4. One Cycle Learning Rate

One cycle: increase then decrease:

\eta_t = \begin{cases}
\eta_{min} + (\eta_{max} - \eta_{min}) \times \frac{t}{T_1} & t \leq T_1 \\
\eta_{max} - (\eta_{max} - \eta_{min}) \times \frac{t - T_1}{T_2} & t > T_1
\end{cases}

Visualization:

Learning Rate
     │
0.001│      ╱─────\
     │            \
     │             \
     │              \
     │               \
     │                \
     │╱                 \
     └─────────────────── Steps

8.6 Why Scheduling Matters

Benefit 1: Better Convergence

Without Scheduling:

Loss: 3.0 → 2.5 → 2.3 → 2.2 → 2.15 → 2.12 → ...
      (slow convergence at end)

With Scheduling:

Loss: 3.0 → 2.5 → 2.3 → 2.2 → 2.1 → 2.05 → ...
      (faster convergence, better final loss)

Benefit 2: More Stable Training

Fixed High Rate:

Loss: 3.0 → 2.5 → 2.3 → 2.4 → 2.3 → 2.4 → ...
      (oscillating, unstable)

Scheduled Rate:

Loss: 3.0 → 2.5 → 2.3 → 2.2 → 2.15 → 2.12 → ...
      (smooth, stable)

Benefit 3: Better Final Performance

Comparison:

Fixed LR:      Final Loss = 2.15
Scheduled LR:  Final Loss = 2.05

→ 5% improvement!

8.7 Complete Mathematical Formulation

General Scheduling Formula

\eta_t = f(t, \eta_0, \eta_{min}, T_{max}, ...)

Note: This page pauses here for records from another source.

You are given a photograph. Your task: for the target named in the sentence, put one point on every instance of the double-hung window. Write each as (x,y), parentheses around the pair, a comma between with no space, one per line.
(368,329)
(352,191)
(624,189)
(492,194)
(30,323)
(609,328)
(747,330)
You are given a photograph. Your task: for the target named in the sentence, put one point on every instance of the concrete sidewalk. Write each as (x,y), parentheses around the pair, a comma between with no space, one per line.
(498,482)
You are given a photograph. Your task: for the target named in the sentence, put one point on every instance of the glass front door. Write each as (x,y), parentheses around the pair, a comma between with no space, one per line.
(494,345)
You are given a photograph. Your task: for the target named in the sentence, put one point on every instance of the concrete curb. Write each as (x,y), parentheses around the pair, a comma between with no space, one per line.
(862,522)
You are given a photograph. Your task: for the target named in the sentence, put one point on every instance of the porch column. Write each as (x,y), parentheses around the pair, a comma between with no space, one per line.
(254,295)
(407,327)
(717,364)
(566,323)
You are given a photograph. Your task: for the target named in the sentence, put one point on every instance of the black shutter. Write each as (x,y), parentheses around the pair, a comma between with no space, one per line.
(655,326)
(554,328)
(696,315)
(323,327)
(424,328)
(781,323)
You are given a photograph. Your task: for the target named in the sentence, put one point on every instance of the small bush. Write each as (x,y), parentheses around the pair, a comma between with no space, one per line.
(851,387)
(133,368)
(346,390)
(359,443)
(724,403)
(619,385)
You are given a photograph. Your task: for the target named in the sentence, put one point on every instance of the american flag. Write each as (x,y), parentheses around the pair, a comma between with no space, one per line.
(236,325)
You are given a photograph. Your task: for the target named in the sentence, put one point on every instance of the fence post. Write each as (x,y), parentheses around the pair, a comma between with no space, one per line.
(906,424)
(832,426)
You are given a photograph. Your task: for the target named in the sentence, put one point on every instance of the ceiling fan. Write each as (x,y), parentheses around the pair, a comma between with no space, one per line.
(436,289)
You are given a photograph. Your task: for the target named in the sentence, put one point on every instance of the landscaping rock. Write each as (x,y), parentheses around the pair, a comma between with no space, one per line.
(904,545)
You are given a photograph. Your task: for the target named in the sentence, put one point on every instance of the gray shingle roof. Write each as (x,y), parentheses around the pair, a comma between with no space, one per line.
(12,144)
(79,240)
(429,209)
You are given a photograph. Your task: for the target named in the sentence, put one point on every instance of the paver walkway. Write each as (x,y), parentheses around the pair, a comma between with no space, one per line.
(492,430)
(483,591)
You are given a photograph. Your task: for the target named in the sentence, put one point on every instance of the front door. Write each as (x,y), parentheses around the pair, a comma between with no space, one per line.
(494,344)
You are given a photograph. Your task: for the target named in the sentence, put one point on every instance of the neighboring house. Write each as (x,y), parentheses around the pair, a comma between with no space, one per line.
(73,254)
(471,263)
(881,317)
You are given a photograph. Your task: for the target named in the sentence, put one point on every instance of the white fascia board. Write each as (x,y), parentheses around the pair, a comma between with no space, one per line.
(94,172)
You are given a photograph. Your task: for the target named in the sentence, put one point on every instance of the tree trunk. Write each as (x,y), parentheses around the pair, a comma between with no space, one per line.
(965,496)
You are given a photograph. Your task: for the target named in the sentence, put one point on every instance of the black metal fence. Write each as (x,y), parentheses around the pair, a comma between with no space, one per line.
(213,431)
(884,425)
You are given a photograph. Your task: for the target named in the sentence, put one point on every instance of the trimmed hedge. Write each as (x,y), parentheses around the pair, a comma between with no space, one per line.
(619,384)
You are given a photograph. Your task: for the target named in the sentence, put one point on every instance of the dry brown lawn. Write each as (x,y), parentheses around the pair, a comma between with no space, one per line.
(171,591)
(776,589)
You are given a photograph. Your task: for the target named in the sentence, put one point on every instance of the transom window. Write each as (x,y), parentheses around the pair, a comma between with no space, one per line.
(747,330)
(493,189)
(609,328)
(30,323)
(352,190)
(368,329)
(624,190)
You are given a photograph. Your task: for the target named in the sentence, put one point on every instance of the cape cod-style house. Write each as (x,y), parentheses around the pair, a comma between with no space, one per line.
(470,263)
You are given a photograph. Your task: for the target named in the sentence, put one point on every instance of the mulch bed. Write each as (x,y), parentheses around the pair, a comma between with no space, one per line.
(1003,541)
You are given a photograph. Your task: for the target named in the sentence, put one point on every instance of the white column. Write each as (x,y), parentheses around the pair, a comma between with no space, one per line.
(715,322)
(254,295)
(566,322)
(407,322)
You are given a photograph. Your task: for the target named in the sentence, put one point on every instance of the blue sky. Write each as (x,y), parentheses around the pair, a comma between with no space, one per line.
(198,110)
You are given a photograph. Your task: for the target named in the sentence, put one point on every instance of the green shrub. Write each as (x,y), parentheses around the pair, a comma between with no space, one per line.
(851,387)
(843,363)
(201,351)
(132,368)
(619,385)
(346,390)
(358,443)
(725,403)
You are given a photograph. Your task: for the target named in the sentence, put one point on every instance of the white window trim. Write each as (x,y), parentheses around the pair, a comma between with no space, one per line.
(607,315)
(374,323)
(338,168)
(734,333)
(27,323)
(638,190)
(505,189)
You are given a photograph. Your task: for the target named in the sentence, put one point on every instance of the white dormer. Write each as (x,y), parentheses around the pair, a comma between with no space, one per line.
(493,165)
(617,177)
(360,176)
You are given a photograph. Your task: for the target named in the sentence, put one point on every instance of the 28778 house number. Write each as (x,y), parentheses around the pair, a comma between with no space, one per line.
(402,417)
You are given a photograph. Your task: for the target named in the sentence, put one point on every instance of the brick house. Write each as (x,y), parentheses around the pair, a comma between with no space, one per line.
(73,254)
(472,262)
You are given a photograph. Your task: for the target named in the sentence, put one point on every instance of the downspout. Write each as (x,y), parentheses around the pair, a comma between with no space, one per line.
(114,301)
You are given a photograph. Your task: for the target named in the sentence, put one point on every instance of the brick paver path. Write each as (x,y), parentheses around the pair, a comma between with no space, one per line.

Where f is the scheduling function

Cosine Annealing (Complete)

\eta_t = \eta_{min} + (\eta_{max} - \eta_{min}) \times \frac{1 + \cos\left(\frac{\pi t}{T_{max}}\right)}{2}

Boundary Conditions:

  • At t = 0: \eta_0 = \eta_{max}
  • At t = T_{max}: \eta_{T_{max}} = \eta_{min}

Step Decay

\eta_t = \eta_0 \times \gamma^{\lfloor t / s \rfloor}

Exponential Decay

\eta_t = \eta_0 \times \gamma^t

Warmup + Cosine Annealing

Warmup Phase (t \leq T_{warmup}):

\eta_t = \eta_{max} \times \frac{t}{T_{warmup}}

Annealing Phase (t > T_{warmup}):

\eta_t = \eta_{min} + (\eta_{max} - \eta_{min}) \times \frac{1 + \cos\left(\frac{\pi (t - T_{warmup})}{T_{max} - T_{warmup}}\right)}{2}

8.8 Exercise: Schedule Calculation

Problem

Given Cosine Annealing schedule:

  • \eta_{max} = 0.002
  • \eta_{min} = 0.0001
  • T_{max} = 5000 steps

Calculate the learning rate at:

  1. Step t = 0
  2. Step t = 1250
  3. Step t = 2500
  4. Step t = 3750
  5. Step t = 5000

Step-by-Step Solution

General Formula

\eta_t = \eta_{min} + (\eta_{max} - \eta_{min}) \times \frac{1 + \cos\left(\frac{\pi t}{T_{max}}\right)}{2}

Substitute values:

\eta_t = 0.0001 + (0.002 - 0.0001) \times \frac{1 + \cos\left(\frac{\pi t}{5000}\right)}{2}
\eta_t = 0.0001 + 0.0019 \times \frac{1 + \cos\left(\frac{\pi t}{5000}\right)}{2}

Step 1: t = 0

\eta_0 = 0.0001 + 0.0019 \times \frac{1 + \cos(0)}{2}
\eta_0 = 0.0001 + 0.0019 \times \frac{1 + 1}{2}
\eta_0 = 0.0001 + 0.0019 \times 1 = 0.0001 + 0.0019 = 0.002

Answer: \eta_0 = 0.002

Step 2: t = 1250

\eta_{1250} = 0.0001 + 0.0019 \times \frac{1 + \cos(\pi/4)}{2}
\eta_{1250} = 0.0001 + 0.0019 \times \frac{1 + 0.707}{2}
\eta_{1250} = 0.0001 + 0.0019 \times 0.8535 = 0.0001 + 0.001621 = 0.001721

Answer: \eta_{1250} \approx 0.001721

Step 3: t = 2500

\eta_{2500} = 0.0001 + 0.0019 \times \frac{1 + \cos(\pi/2)}{2}
\eta_{2500} = 0.0001 + 0.0019 \times \frac{1 + 0}{2}
\eta_{2500} = 0.0001 + 0.0019 \times 0.5 = 0.0001 + 0.00095 = 0.00105

Answer: \eta_{2500} = 0.00105

Step 4: t = 3750

\eta_{3750} = 0.0001 + 0.0019 \times \frac{1 + \cos(3\pi/4)}{2}
\eta_{3750} = 0.0001 + 0.0019 \times \frac{1 + (-0.707)}{2}
\eta_{3750} = 0.0001 + 0.0019 \times 0.1465 = 0.0001 + 0.000278 = 0.000378

Answer: \eta_{3750} \approx 0.000378

Step 5: t = 5000

\eta_{5000} = 0.0001 + 0.0019 \times \frac{1 + \cos(\pi)}{2}
\eta_{5000} = 0.0001 + 0.0019 \times \frac{1 + (-1)}{2}
\eta_{5000} = 0.0001 + 0.0019 \times 0 = 0.0001 + 0 = 0.0001

Answer: \eta_{5000} = 0.0001

Summary Table

Step Cosine Value Scale Factor Learning Rate
0 1.0 1.0 0.002
1250 0.707 0.854 0.001721
2500 0.0 0.5 0.00105
3750 -0.707 0.146 0.000378
5000 -1.0 0.0 0.0001

Smooth decay from 0.002 to 0.0001!


8.9 Key Takeaways

Scheduling

Scheduling adjusts learning rate during training
Starts high (fast learning), ends low (fine-tuning)
Improves convergence and final performance

Cosine Annealing

Smooth cosine-based decay
Gradual reduction from max to min
Works well for transformers

Why Important

Faster convergence
More stable training
Better final performance
Essential for optimal training


This document provides a comprehensive explanation of learning rate scheduling, including cosine annealing and other strategies with mathematical formulations and solved exercises.